California's assault weapons ban is similar in regard to pre-ban rifles. You can possess a pre-ban rifle as long as you registered it before June 30, 2018 but you can't sell it and you can't leave it to a family member in your will. If you die your heirs are required to turn the gun in to a law enforcement agency to be destroyed. 
If you own a pre-ban rifle and you did not register it you can, if caught, be fined $500 or sentenced up to one year in a county jail and the rifle will be confiscated. That's for the first conviction. Who knows what happens if there is a second conviction. They'll probably sterilize you so that you can no longer contaminate society by reproducing.


----------



## Sabrien4 (Oct 16, 2019)

PhuBai70 said:


> California's assault weapons ban is similar in regard to pre-ban rifles.

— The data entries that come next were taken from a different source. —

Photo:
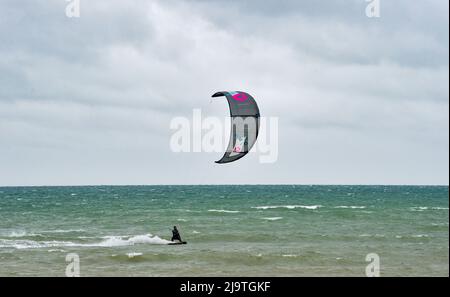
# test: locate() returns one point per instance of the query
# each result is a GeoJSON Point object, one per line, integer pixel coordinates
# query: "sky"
{"type": "Point", "coordinates": [89, 100]}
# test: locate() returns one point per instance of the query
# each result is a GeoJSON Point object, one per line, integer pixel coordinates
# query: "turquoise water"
{"type": "Point", "coordinates": [231, 230]}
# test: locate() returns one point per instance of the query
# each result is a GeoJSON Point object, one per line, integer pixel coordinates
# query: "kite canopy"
{"type": "Point", "coordinates": [244, 114]}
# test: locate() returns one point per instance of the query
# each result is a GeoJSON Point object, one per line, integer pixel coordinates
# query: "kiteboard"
{"type": "Point", "coordinates": [177, 242]}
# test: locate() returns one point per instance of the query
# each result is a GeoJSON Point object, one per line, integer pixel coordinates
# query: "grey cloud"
{"type": "Point", "coordinates": [98, 92]}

You can possess a pre-ban rifle as long as you registered it before June 30, 2018 but you can't sell it and you can't leave it to a family member in your will. If you die your heirs are required to turn the gun in to a law enforcement agency to be destroyed.
> If you own a pre-ban rifle and you did not register it you can, if caught, be fined $500 or sentenced up to one year in a county jail and the rifle will be confiscated. That's for the first conviction. Who knows what happens if there is a second conviction. They'll probably sterilize you so that you can no longer contaminate society by reproducing.


+1


----------



## yellowtr (Oct 28, 2016)

Again similar law here in NY. But after 1 year, the state estimates less than 10% of AR's were registered. Most county sheriff departments publicly announced that they would "NOT" enforce the law. I think it is funny how they hate guns based only on their "looks" not their function. I heard that CA also made residents register their "MAGA" hats or face arrest!


----------